Beverley Skaalrud, a Silver Cross Mother and the chair for the Poppy Campaign, said the campaign is going “fairly well” this year.

“We’ll expect our poppy coin donations to be a little better than last year, but probably not as good as it would be normally.”

The Poppy Campaign is put on by Legion branches across the nation from the last Friday of October until Remembrance Day on Nov. 11. Donation boxes filled with red poppy pins can be found in businesses to raise money in support of veterans and those connected to veterans in various ways. Funds raised go to local Legion branches, and are then dispersed throughout the communities.

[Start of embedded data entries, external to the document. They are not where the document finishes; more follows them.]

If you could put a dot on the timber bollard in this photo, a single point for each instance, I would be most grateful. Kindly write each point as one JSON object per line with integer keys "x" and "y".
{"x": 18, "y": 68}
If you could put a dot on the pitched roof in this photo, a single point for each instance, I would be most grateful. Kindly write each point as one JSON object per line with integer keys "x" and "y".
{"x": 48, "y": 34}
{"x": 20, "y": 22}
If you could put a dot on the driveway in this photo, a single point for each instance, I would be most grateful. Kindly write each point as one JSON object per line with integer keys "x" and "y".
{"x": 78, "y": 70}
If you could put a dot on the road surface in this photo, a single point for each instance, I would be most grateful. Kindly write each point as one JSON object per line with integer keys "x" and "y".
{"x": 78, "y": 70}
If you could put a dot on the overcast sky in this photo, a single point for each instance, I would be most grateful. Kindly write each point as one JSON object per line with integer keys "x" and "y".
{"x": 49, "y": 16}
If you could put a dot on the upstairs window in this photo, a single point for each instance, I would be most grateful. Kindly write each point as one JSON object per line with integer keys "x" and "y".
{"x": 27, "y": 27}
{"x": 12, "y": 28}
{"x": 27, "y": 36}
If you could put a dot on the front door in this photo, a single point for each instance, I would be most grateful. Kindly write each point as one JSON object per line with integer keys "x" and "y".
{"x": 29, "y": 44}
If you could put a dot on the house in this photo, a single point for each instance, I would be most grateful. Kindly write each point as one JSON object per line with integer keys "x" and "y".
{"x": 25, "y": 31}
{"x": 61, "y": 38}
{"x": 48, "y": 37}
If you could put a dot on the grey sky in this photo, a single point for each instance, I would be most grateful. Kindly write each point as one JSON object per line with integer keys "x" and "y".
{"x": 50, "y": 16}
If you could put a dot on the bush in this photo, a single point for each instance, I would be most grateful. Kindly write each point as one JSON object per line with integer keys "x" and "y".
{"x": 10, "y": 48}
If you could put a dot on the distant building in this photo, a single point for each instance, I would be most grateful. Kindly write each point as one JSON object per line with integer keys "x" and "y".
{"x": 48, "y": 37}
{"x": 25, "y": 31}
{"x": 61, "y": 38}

READ MORE: Legion hoping sense of normalcy returns to this year’s poppy campaign

Last year’s campaign was heavily limited due to COVID-19.

This year, donation boxes can be found throughout many businesses. Restaurants, bars, convenience stores, coffee shops, Fernie Auto Parts, Home Hardware, Canadian Tire, Save-On-Foods, and Your Independent Grocer, will have poppy boxes, “to name a few,” Skaalrud said.

“Fernie’s a small little town, but they’re great at heart for their donations.”

However, there will be no public parade or public cenotaph ceremony at the courthouse this year, though there will be a small invite-only service at the cemetery, which they hope to stream on Facebook so people can watch from home.

The bells at the Holy Family Parish will ring throughout the city at 11 a.m. During the two-minute silence, there will be a slow tolling of the bells, Skaalrud said.

The 2757 Fernie Legion Cadets will be absent again this year due to safety concerns amid the ongoing pandemic, though they were deployed in October to help clean up the cemetery in preparation for the ceremony. Skaalrud said they will be missed.

She said that the Legion is always looking to help veterans, but that “sometimes, we just don’t know where they are.”

“If anybody knows of anybody that’s a veteran that needs some assistance, please contact the Legion.”